# Where do you start?



## mundum_odi (Sep 20, 2006)

As I've stated in my fist "intro post", I'm 25, a recent graduate w/ a BA in Lit. and now have decided to go into cooking instead of following my degree path. 
Culinary school is the obvious choice but being that its already September 20th, I'm a little late on deadlines and don't expect to apply till next fall.
I have about 7 to 8 years experience in a Deli/kitchen doing minimal cooking and mostly prep work. I'm wondering if that would be considered experience as I'm applying for work in kitchens in the Philadelphia region. What positions are good to look into? I was thinking line-cooks, but am I not qualified? 
I realize that a lot of the questions I'm asking are subjective questions, but I'm wondering if I'm a little in over my head. I'm in the process of writing out my resume and I figured I'd send it around to interesting restaurants, and whatever strikes me online (via monster.com/philly job search), but is there a better way to go about this? 

- thanks for the help.


----------



## zen!!! (Jan 21, 2005)

Hey,

I was in your same position a few years ago. 25, BA in English, etc...

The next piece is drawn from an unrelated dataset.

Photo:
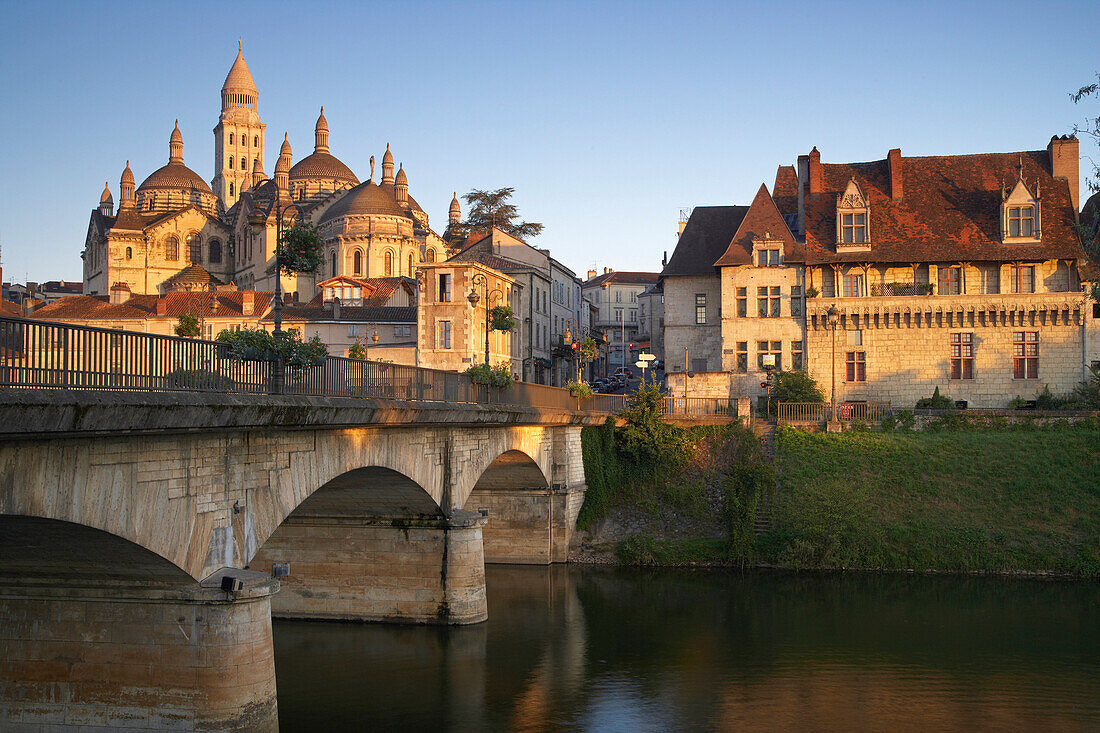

As far as I know, a lot of culinary schools have rolling admissions, meaning that you can apply whenever for their earliest start date. I was looking into culinary school for quite some time, and that's what I found.

I'm currently cooking the line in a casual fine dining restaurant in Boston. I started out just sort of interning for free. I worked two nights for no money. I knew very little about the workings of a professional kitchen, but I did quite a bit of cooking at home. The put me on Garde Manger right off the bat. I knwo I completely lucked out, but after about two months of working for free, they started paying me. Now I'm quitting my relatively cushy desk job (my last day is next friday), and they're moving me to the hot line. WOOT!

Everyone in my kitchen, including the guys who have been to school tell me not to go to school in the States. They tell me that it's kind of a waste of time and you can learn all of that kind of stuff on the line. 

Being that my goal is to eventually open up my own restaurant, I feel like that little piece of paper might be somewhat reassuring to potential investors. So, my current plan is to stay at my restaurant for at least a year, maybe two, moving around stations. When I feel like I've plateaued my learning there, I'm planning to go to school in Paris, not only to be trained at one of the best schools on the planet LCB, but also so I can get that internship at a restaurant in Europe. I hope to cook around europe for a few years as well before coming back. 

But back to where you should be applying... From what I can tell, the easiest positions to slide into are the garde manger positions (as they seem to be the highest stress and have the biggest mise en place-s) and dessert plating positions. I think from there, you can either move up or move from restaurant to restaurant. I also find that a lot of restaurant postings on craigslist. That's where everyone I know looks for their next job. Also, in Boston, we have a website called bostonchefs.com that has restaurant job listings as well.

Anyhow, I hope this helped. Let me know if you have any more questions. Cheers and good luck.

ZEN!!!


----------